AIRO Group
- Type: Public
- Industry: Aerospace and defense
- Founded: 2005
- Founder: Chirinjeev Kathuria
- Headquarters: Albuquerque, New Mexico, United States
- Area served: Worldwide
- Key people: Chirinjeev Kathuria (Executive Chairman); Joe Burns (Chief Executive Officer);
- Products: Uncrewed aerial systems (drones); Avionics systems; Pilot training services; Electric air mobility aircraft;
- Divisions: Drones; Avionics; Training; Electric Air Mobility;
- Subsidiaries: Aspen Avionics; Sky-Watch; Jaunt Air Mobility; Coastal Defense; Agile Defense;
- Website: theairogroup.com

= AIRO Group =

American aeronautical company

The AIRO Group, also known as AIRO, is a US-based urban air mobility and drone ecosystem company founded in 2005. It is headquartered in the Greater Chicago Area. Chirinjeev Kathuria is the AIRO Group's executive chairman.

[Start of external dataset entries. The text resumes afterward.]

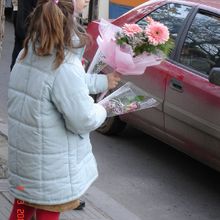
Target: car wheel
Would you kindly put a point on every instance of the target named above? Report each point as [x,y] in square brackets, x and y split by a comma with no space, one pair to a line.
[111,126]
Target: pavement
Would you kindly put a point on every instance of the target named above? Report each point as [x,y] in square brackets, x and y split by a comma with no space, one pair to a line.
[99,205]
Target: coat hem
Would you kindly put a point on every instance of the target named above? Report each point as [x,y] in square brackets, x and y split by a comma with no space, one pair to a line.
[54,202]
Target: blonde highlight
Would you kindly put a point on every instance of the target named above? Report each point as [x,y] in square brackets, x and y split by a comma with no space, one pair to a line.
[51,28]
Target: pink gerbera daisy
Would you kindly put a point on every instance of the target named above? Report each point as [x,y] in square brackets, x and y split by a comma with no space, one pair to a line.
[157,33]
[131,29]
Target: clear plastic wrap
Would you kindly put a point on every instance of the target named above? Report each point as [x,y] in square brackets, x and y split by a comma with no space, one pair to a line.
[128,98]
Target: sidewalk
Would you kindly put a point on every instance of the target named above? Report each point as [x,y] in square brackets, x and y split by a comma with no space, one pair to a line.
[99,205]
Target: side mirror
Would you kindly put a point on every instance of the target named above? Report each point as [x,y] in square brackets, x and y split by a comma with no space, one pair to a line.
[214,76]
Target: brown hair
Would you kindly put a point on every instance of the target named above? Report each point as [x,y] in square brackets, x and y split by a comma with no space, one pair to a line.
[51,26]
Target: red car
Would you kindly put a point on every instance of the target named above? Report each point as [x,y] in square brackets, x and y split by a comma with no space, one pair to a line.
[187,83]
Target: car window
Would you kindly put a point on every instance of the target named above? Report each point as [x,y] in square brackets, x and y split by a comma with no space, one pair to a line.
[172,15]
[201,49]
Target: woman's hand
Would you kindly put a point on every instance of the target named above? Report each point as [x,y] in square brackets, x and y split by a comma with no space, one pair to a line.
[113,79]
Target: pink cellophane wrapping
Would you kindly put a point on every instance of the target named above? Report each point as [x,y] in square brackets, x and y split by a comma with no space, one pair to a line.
[121,58]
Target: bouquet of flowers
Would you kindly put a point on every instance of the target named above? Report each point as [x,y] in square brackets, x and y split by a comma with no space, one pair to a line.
[128,98]
[130,49]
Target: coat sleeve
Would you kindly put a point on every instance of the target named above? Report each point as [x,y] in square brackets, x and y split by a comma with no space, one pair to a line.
[70,95]
[96,83]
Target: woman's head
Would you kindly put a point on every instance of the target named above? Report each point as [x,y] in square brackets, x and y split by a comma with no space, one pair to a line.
[51,28]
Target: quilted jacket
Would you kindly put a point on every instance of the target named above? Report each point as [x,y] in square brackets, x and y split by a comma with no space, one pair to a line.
[50,116]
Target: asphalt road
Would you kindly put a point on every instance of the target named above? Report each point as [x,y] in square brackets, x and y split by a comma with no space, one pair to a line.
[147,177]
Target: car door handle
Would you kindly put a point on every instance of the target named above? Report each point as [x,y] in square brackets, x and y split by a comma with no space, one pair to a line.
[176,85]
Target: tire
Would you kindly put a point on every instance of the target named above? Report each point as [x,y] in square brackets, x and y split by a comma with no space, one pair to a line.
[112,126]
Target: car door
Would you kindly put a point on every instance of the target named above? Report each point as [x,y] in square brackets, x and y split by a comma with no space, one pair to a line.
[192,103]
[174,15]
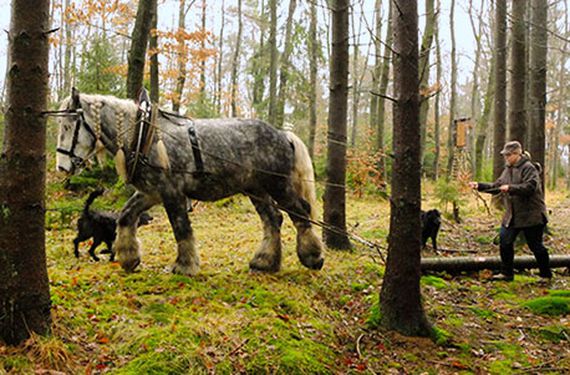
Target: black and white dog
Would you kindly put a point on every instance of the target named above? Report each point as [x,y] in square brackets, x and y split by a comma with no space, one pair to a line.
[431,221]
[101,226]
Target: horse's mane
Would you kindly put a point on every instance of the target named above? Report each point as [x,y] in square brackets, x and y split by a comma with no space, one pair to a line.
[124,105]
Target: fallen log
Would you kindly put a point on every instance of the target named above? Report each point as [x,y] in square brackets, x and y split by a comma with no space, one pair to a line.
[459,264]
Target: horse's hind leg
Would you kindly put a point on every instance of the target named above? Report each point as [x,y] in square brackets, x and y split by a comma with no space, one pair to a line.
[187,261]
[127,246]
[309,245]
[268,256]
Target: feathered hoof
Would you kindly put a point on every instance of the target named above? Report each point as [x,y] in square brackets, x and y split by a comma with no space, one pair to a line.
[314,264]
[186,270]
[131,264]
[265,263]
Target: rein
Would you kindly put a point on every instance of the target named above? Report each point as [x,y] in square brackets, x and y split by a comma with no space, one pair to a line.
[79,123]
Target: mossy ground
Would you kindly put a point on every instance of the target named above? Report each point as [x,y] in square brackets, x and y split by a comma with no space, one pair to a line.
[227,320]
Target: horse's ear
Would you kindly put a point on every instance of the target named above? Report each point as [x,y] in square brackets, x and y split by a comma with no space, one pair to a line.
[143,96]
[75,97]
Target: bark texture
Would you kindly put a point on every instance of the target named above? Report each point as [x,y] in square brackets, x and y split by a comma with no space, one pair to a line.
[24,286]
[400,298]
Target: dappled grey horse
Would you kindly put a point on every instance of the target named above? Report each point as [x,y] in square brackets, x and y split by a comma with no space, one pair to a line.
[208,159]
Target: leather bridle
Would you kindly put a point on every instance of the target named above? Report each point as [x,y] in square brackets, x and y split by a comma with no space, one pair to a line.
[80,122]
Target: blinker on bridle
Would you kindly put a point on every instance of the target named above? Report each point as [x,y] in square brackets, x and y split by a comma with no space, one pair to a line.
[80,122]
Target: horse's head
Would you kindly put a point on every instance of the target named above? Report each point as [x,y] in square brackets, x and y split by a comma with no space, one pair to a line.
[76,138]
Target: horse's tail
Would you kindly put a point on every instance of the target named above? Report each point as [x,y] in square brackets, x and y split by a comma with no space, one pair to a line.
[303,174]
[90,199]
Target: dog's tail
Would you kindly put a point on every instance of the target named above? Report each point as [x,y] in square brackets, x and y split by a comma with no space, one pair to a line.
[303,174]
[94,194]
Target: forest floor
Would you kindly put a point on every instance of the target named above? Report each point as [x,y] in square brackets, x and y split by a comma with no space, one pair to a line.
[227,320]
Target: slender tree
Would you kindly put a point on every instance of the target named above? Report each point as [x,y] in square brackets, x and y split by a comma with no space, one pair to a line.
[377,64]
[235,63]
[453,89]
[436,132]
[384,78]
[313,69]
[181,56]
[220,61]
[153,47]
[538,52]
[284,71]
[139,43]
[517,110]
[24,285]
[335,192]
[273,56]
[424,66]
[400,298]
[203,62]
[500,114]
[561,103]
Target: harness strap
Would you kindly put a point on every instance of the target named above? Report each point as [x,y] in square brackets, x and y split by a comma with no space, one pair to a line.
[195,148]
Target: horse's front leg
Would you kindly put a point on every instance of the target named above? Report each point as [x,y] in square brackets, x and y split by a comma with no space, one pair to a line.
[187,261]
[127,246]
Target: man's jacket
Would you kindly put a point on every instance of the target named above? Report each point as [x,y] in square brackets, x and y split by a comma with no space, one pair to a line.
[524,201]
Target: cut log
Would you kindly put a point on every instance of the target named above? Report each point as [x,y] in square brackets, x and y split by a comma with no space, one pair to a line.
[459,264]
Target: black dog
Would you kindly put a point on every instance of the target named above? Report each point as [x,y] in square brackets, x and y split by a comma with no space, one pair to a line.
[101,226]
[431,221]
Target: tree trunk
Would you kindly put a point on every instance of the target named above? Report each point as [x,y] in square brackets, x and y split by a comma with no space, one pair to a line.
[561,103]
[424,66]
[355,81]
[258,68]
[376,72]
[462,264]
[284,72]
[335,192]
[273,62]
[483,122]
[220,60]
[67,73]
[24,286]
[538,82]
[517,112]
[313,69]
[476,88]
[181,58]
[400,298]
[384,78]
[453,89]
[436,136]
[500,116]
[203,62]
[139,42]
[153,46]
[235,64]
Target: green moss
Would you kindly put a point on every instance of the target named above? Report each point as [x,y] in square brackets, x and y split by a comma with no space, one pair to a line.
[501,367]
[553,306]
[358,287]
[436,282]
[15,364]
[441,336]
[482,313]
[374,316]
[559,293]
[455,321]
[554,333]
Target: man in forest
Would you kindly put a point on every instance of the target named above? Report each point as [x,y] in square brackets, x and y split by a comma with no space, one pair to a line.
[525,210]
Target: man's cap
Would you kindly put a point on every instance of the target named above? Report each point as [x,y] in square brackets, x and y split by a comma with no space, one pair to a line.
[511,148]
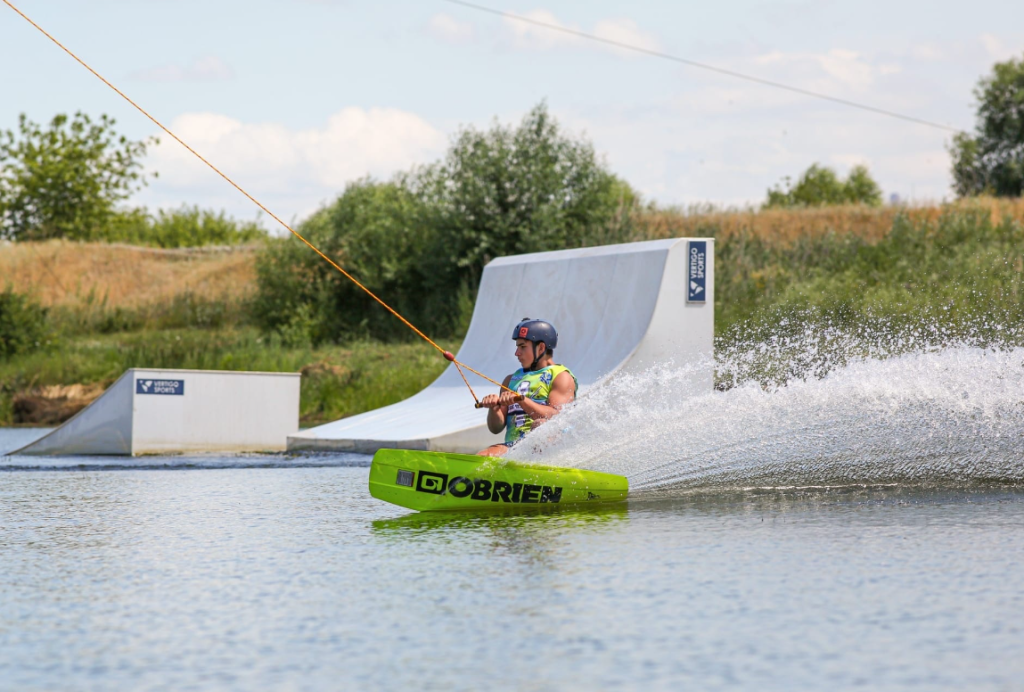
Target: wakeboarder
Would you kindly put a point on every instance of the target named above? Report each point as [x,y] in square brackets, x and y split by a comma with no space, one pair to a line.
[542,387]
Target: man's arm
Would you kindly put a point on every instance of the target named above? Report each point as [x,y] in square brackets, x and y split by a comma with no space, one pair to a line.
[498,405]
[562,392]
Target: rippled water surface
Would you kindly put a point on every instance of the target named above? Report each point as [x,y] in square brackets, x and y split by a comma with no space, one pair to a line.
[243,573]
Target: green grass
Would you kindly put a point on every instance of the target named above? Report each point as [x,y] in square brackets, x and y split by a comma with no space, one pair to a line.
[954,271]
[337,381]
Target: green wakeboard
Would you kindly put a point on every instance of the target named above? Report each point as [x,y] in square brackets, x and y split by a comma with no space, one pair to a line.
[430,480]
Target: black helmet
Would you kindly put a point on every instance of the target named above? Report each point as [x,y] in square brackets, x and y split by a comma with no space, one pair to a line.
[537,330]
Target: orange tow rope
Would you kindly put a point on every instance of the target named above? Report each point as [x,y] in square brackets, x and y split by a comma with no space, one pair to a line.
[448,354]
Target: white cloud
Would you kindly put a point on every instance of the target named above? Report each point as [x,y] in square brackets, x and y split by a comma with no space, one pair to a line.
[291,171]
[207,69]
[995,48]
[838,68]
[450,30]
[532,37]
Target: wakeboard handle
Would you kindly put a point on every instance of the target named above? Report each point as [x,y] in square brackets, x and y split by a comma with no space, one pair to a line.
[517,399]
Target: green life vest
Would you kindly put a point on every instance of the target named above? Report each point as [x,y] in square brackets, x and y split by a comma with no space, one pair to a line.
[537,386]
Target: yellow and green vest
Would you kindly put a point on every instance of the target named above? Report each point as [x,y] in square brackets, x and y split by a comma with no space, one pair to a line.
[536,385]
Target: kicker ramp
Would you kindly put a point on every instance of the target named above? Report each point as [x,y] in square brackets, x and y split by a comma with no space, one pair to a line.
[150,412]
[617,308]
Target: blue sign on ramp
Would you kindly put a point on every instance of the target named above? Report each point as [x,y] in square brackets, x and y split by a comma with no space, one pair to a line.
[696,283]
[160,386]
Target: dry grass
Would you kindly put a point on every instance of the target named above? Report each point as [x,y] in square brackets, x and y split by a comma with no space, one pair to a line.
[65,273]
[788,225]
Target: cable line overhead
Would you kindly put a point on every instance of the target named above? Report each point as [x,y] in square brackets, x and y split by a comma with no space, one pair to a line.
[704,66]
[448,355]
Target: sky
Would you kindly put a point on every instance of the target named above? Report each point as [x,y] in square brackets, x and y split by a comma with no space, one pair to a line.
[296,98]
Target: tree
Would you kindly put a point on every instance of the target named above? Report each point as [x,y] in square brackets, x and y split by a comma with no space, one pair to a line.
[420,241]
[518,189]
[66,179]
[992,161]
[819,186]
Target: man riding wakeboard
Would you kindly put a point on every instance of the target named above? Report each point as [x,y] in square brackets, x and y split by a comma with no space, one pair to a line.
[543,386]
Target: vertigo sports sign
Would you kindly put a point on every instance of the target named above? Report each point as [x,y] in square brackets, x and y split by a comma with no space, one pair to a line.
[172,387]
[696,271]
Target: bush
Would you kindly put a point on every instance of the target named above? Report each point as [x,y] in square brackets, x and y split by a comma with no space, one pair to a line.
[819,186]
[421,241]
[183,227]
[24,325]
[992,160]
[66,179]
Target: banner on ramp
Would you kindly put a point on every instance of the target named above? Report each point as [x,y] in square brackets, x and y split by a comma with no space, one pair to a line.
[696,271]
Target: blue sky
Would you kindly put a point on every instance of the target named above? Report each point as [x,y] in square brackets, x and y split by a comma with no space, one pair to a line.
[296,97]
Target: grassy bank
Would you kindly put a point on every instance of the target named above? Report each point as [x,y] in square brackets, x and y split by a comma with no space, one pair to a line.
[113,306]
[46,387]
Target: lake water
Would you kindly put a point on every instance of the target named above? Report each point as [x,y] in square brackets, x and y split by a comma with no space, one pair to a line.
[278,572]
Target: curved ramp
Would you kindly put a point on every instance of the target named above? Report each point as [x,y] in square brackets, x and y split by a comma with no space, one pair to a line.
[620,307]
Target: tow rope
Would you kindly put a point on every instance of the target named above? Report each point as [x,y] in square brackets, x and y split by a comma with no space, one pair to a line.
[448,354]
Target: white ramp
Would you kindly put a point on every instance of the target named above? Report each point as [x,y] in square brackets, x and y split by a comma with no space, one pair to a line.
[150,412]
[620,307]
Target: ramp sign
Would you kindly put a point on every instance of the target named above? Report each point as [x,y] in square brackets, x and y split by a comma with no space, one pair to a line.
[160,386]
[696,290]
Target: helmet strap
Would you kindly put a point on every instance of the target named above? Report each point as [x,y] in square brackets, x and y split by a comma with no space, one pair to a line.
[537,357]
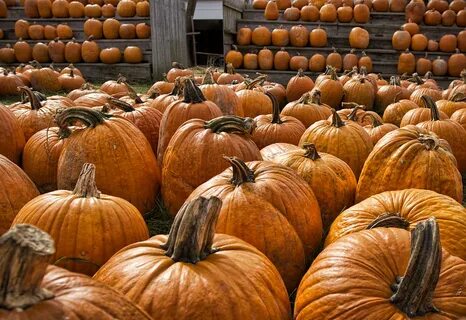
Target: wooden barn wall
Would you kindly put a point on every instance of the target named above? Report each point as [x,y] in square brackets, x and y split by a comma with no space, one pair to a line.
[168,21]
[232,11]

== History and expansion ==
AIRO is a multi-faceted air mobility, autonomy, and aerospace company focusing on urban air mobility and drone ecosystems. It was founded in 2005 to operate AIRO Drone and Agile Defense. It was established as an air drones base company.

In 2021, AIRO acquired Aspen Avionics and proceeded with a merger with Coastal Defense. On October 6, 2021, Jaunt Air Mobility entered into a merger with the AIRO group. AIRO's subsidiary, Jaunt Air Mobility, advanced to the next phase of the AFWERX High-Speed Vertical Take-Off and Landing Concept Challenge for the United States Air Force and United States Special Operations Command.

AIRO confidentially submitted a draft registration statement on Form S-1 with the Securities and Exchange Commission relating to the proposed initial public offering of its common stock.

== Description ==
The company works over commercial, military, robotics, crewed/uncrewed aerial systems, and multi-modal aircraft and avionics systems. Other domains of this company include cargo transport and training. It addresses the entire drone ecosystem.

It has seven aerospace companies as its subsidiaries: AIRO Drone and Sky-Watch for commercial drones, Aspen Avionics for Advanced Avionics, Agile Defense and Coastal Defense for training, Jaunt Air Mobility for electric air mobility, and Aironet.

== Team ==
Chirinjeev Kathuria is the AIRO group's executive chairman. Joe Burns serves as the chief executive officer of AIRO Drone and of Agile Defense; John Uczekaj is the president and chief executive officer of Aspen Avionics; Martin Schousboe is the chief executive officer of Sky-Watch; Pramod Raheja is the founder and chief executive officer of Airgility; Kyle Stanbro is the founder and president of Coastal Defense; Martin Peryea is the chief executive officer and chief technology officer of Jaunt Air Mobility.

Călin Rovinescu, the former president and chief executive officer of Air Canada, and Mitch Garber, a global technology and growth capital investor, are investors and advisors for Jaunt Air Mobility.

== Partnerships ==
AIRO partnered with Stantec GenerationAV on June 24, 2021, to work on UAS aerial and autonomous platform solutions. Jaunt Air Mobility is working with L&T Technology Services Limited as an essential engineering partner. Jaunt Air Mobility advanced to the next phase of the AFWERX High-Speed Vertical Take-Off and Landing Concept Challenge for the United States Air Force and United States Special Operations Command.